There have been two FGMs in United States and the European Union, which are Dexcom_G5 (DG5) and FreeStyle Libre (FSL). As to the measurement results, about 25% results revealed differences from BGM results exceeding 15mg/dL or 15% of the data [8]. In comparison with the blood glucose monitoring system (BGMS), DG5 showed rather slightly smaller deviations than that of FSL [8]. Further, continuously stored data from FSL were deviated to slightly smaller degree from BGMS results than scanned FSL data [9]. From these findings, the reason why scanned data were different from stored data and how these can influence diabetic treatment would be investigated for future research [9]. When looking back on the clinical practice and research of diabetes, glucose variability in various diseased states have been investigated for years. Several biomarkers include Morbus (M) value [10], mean amplitude of glycaemic excursions (MAGE) [11], continuous overall net glycaemic action (CONGA) [12], mean of daily differences (MODD) [13], and so on. As to M value, authors and colleagues have continued clinical research in patients with diabetic patients, in which glucose variability and glucose profile were clarified in two nutritional therapy with low carbohydrate diet (LCD) and calorie restriction (CR) [14].
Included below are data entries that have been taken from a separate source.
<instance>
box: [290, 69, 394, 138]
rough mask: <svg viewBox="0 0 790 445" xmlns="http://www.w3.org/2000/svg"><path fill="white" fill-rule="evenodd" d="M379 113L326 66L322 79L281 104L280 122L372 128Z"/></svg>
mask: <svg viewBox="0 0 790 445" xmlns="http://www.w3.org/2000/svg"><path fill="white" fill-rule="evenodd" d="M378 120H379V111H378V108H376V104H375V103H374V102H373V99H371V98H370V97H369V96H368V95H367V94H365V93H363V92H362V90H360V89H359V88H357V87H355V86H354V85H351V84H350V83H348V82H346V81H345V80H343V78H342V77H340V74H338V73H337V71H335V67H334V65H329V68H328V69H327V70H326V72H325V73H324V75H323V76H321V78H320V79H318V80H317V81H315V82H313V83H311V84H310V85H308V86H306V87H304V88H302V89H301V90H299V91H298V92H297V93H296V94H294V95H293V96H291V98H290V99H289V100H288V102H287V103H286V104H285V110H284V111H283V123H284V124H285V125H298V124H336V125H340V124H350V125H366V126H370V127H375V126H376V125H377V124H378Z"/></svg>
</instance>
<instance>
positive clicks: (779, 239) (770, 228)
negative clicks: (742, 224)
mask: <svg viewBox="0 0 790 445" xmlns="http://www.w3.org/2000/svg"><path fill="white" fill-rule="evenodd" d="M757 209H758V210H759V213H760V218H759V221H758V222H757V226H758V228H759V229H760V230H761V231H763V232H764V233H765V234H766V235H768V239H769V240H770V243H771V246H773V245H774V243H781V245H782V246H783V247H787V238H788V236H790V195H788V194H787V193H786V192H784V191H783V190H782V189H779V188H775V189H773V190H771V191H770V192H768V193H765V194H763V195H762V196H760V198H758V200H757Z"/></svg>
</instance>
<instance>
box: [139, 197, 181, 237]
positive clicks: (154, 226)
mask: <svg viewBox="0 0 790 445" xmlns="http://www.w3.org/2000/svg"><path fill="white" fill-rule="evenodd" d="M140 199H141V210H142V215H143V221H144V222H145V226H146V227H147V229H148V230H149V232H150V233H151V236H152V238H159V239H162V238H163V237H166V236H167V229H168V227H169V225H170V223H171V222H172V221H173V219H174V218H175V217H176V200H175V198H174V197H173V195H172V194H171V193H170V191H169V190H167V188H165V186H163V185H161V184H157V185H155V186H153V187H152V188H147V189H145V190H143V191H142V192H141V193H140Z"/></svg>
In the clinical diabetic practice, FreeStyle Libre (FSL) Flash glucose monitoring (FGM) system (Abbott diabetes Care, Alameda, CA) has been widely used in the world [7]. The performance and usability of FSL were proved to be accurate in comparison with that of capillary blood glucose reference values [7]. By clinical application of FGM, diabetic glucose variability has been improved. According to the randomized controlled trials (RCT) in patients with diabetes, there are increased glucose testing frequency, improved glycemic markers and a reduction of hypoglycemia in both type 1 and 2 diabetic patients [15,16]. Beneficial efficacy were found in type 1 diabetics, in which hypoglycemia was reduced with maintaining good HbA1c. Furthermore in type 2, young diabetics with poor control showed decreased HbA1c [15,16]. There was an impressive report by Dunn et al. [17]. Data was enormous, including 55 thousand readers, 64 million scan data and 392 million glucose data for 21 months. The situation of daily scans were shown as follows:

a. Scans were found more than 10 times in 75% of the reader,

b. Frequency of scan is 5 times more in daytime than night,

c. Frequency of scan is stable during 1000h to 2000h,

d. Most frequent scan was observed during 2000-2100h [17].

There were beneficial results in the following:

a. Estimated HbA1c gradually reduced from 8.0% to 6.7% (p< 0.001),

b. Time period of glucose below 70, 56, 45mg/dL were decreased by 15%, 40%, 49%, respectively (all p< 0.001),

c. Time period more than 180mg/dL were decreased 10.4 to 5.7 hours a day (44%, p< 0.001). These effective results were consistent across different 46 countries [17].

Glucose control measures by glucose check frequency were investigated. There were linear relationship between the number of times for scans per day and estimated HbA1c value. The data were in the following: As the number is 5, 10, 30, 50 times a day, estimated HbA1c was 8.0%, 7.4%, 6.9%, 6.7%, and time period of blood glucose more than 180mg/dL was 10.5h, 8.5h, 6.6hr, 5.9 hours per day, respectively [17]. From these findings, FMG can allow frequent glucose checks automatically with beneficial efficacy of glucose variability such as increased time in adequate range and reduced time in hyper and hypoglycemia. In summary, this article described the topic of recent topic of FGM and changing concept of beneficial management of diabetic practice and research. In other words, FGM could become the fourth treatment method of diabetes, as well as diet, exercise and medicine.